51.574 Neugeborene (88,8%) wurden in den Geburtskliniken, 8,6% in den Kinderkliniken und 2,6% bei niedergelassenen Ärzten gescreent. 82,8% der Neugeborenen wurden primär mit TEOAE (transitorische Otoakustische Emissionen) untersucht. In den Kinderkliniken wurde bei 66,5% der Neugeborenen primär eine Hirnstammaudiometrie (AABR) durchgeführt. Nur 26,6% der auffälligen TEOAE-Untersuchungen wurden, wie in den Kinderrichtlinien vorgesehen, noch in derselben Einrichtung mit einer AABR kontrolliert. Etwa 1/3 der Kliniken hat bisher keine Möglichkeit eine Hirnstammaudiometrie durchzuführen. Die Referrate bei Entlassung lag bei 5,5% (2,2% beidseitig), in der ehemaligen Modellregion bei 3,2% (beidseitig 1,2%).

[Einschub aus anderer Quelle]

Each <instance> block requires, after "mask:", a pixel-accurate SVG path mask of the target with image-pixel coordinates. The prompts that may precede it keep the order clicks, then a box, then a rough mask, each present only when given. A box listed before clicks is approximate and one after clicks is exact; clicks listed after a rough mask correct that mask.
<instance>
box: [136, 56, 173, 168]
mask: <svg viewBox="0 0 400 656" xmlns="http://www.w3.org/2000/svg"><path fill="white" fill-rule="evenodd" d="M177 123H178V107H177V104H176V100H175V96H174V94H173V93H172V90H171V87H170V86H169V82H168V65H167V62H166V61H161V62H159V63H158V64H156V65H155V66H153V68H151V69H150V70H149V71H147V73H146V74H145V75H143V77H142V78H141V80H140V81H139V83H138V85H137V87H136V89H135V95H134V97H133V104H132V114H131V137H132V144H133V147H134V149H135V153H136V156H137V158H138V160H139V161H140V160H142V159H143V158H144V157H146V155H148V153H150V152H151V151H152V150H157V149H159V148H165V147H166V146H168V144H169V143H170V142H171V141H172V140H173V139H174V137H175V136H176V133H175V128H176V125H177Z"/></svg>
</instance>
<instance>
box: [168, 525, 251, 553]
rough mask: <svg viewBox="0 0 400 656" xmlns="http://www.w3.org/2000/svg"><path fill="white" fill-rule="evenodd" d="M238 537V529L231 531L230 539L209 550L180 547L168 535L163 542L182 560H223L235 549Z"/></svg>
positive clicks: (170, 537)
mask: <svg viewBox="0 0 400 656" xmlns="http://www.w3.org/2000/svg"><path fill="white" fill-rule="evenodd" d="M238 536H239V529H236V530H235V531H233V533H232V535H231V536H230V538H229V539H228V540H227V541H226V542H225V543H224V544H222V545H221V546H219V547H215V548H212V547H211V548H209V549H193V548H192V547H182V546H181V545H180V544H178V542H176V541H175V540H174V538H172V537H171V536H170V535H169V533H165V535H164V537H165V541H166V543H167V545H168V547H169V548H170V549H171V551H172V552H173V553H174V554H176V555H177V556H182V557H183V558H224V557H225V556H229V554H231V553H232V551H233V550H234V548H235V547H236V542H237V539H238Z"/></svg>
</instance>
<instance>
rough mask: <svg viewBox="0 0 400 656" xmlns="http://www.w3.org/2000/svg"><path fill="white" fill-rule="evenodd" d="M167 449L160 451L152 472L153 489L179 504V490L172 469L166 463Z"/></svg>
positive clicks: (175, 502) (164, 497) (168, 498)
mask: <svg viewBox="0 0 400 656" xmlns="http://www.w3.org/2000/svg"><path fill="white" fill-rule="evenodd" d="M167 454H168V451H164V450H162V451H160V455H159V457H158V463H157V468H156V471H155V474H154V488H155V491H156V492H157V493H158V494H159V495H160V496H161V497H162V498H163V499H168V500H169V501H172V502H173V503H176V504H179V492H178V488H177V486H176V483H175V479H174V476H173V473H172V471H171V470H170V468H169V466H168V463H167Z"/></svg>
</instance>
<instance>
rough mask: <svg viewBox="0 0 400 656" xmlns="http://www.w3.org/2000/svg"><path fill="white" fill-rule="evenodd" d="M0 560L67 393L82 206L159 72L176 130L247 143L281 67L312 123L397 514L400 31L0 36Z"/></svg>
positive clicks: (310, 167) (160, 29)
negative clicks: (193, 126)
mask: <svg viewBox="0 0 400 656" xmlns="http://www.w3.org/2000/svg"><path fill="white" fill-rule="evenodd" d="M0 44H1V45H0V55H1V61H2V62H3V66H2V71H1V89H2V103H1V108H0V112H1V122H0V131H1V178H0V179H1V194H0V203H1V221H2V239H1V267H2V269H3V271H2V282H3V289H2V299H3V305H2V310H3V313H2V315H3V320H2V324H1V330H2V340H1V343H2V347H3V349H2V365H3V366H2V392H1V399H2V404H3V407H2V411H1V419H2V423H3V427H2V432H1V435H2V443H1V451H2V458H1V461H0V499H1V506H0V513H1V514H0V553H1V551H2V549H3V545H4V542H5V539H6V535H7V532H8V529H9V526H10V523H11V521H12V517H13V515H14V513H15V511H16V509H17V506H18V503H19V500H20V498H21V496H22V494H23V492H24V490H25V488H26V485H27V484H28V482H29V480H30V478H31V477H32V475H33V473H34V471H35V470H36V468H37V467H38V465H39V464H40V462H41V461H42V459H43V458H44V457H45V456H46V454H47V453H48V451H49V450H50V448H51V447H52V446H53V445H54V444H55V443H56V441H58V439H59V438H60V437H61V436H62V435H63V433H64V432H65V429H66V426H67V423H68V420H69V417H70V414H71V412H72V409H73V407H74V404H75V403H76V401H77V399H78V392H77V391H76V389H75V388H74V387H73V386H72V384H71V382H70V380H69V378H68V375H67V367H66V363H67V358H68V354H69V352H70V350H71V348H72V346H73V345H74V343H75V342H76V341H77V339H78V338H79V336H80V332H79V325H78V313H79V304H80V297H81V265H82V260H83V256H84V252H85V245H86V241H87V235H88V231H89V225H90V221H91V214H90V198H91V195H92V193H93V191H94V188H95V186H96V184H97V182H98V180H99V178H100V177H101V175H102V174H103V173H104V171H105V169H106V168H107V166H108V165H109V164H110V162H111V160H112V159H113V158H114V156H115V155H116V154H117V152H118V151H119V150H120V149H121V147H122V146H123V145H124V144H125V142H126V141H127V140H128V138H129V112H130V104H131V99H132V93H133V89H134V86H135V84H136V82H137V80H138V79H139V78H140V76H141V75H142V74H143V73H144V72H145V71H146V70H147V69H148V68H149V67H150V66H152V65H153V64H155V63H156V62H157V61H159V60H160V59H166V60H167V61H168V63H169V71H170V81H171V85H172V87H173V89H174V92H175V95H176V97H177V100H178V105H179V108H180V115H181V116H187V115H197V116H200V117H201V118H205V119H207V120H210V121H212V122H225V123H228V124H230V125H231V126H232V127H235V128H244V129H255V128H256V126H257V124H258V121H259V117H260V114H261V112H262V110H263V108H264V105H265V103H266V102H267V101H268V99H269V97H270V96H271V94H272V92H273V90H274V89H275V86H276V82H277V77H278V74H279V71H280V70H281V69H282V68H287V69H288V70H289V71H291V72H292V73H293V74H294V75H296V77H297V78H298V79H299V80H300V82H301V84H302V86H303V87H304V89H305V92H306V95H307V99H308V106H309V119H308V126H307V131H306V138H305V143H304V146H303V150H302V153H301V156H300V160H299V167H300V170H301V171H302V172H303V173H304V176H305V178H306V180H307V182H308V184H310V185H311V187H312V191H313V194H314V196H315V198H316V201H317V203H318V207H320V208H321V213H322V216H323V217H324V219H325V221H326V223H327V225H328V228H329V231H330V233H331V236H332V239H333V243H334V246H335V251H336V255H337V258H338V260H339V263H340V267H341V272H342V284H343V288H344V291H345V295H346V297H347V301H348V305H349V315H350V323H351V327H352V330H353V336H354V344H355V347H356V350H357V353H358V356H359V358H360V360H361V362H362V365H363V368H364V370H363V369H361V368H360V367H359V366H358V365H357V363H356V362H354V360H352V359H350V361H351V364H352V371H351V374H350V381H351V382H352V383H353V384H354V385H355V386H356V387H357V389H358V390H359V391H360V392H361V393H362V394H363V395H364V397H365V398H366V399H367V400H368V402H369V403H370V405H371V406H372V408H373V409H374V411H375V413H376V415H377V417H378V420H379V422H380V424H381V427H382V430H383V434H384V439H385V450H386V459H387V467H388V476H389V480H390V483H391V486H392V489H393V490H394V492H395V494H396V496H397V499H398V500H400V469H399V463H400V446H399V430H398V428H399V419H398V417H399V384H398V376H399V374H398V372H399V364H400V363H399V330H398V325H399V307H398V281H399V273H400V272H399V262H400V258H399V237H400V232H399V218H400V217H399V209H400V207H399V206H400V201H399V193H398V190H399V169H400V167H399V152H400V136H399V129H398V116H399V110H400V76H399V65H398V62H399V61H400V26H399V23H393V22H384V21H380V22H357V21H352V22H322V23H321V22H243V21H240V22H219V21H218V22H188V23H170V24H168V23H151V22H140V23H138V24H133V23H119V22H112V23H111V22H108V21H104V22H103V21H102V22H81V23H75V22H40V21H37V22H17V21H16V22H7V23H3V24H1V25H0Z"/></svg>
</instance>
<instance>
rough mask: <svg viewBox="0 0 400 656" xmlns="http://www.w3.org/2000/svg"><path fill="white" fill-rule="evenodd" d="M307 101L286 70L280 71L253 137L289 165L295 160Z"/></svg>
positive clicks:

Bisher wurden 68 in 2009 geborene Kinder mit einer beidseitigen Hörstörung diagnostiziert.

Diskussion

Eine Einbindung aller Geburts- und Kinderkliniken, sowie vieler Praxen, die ein Erstscreening durchführen, in das bayerische Screeningprogramm konnte innerhalb eines Jahres erreicht werden. Die Referrate bei Entlassung ist mit durchschnittlich 5,5% noch zu hoch, mit der Folge einer unnötigen Beunruhigung der Eltern und hohem Arbeitsaufwand für das notwendige Tracking. Dies liegt insbesondere daran, dass nur ein Viertel der kontrollbedürftigen TEOAE -Untersuchungen noch in derselben Einrichtung mit einer Hirnstammaudiometrie kontrolliert wird. Ziel muss es sein, dass alle Kliniken ein AABR-Gerät vorhalten und diese Untersuchung auch durchführen. Die Qualität des Screenings und der Datenübermittlung muss in vielen Kliniken noch durch Schulungen verbessert werden.


Literatur

1.
Gemeinsamer Bundesausschuss. Bekanntmachung eines Beschlusses des Gemeinsamen Bundesausschusses über eine Änderung der Kinder-Richtlinien: Einführung eines Neugeborenen-Hörscreenings vom 19.06.2008. Dtsch Arztebl. 2008;105(43): A-2289/ B-1957/C-1905.
2.
Nennstiel-Ratzel, et al. Neugeborenen-Hörscreening in Bayern. Bayerisches Ärzteblatt. 2010;3:90-2.
3.
Nennstiel-Ratzel U, Arenz S, von Kries R, Wildner M, Strutz J. Modellprojekt Neugeborenen-Hörscreening in der Oberpfalz: Hohe Prozess- und Ergebnisqualität sind nur durch ein interdisziplinäres Konzept erreichbar. HNO. 2007;55(2):128-34 .
4.
Nennstiel-Ratzel U, Brockow I, Nickisch A, Wildner M, Strutz J. Hörstörungen bei Kindern: Neugeborenenscreening alleine reicht nicht. Kinderärztliche Praxis. 2008;79:26-9.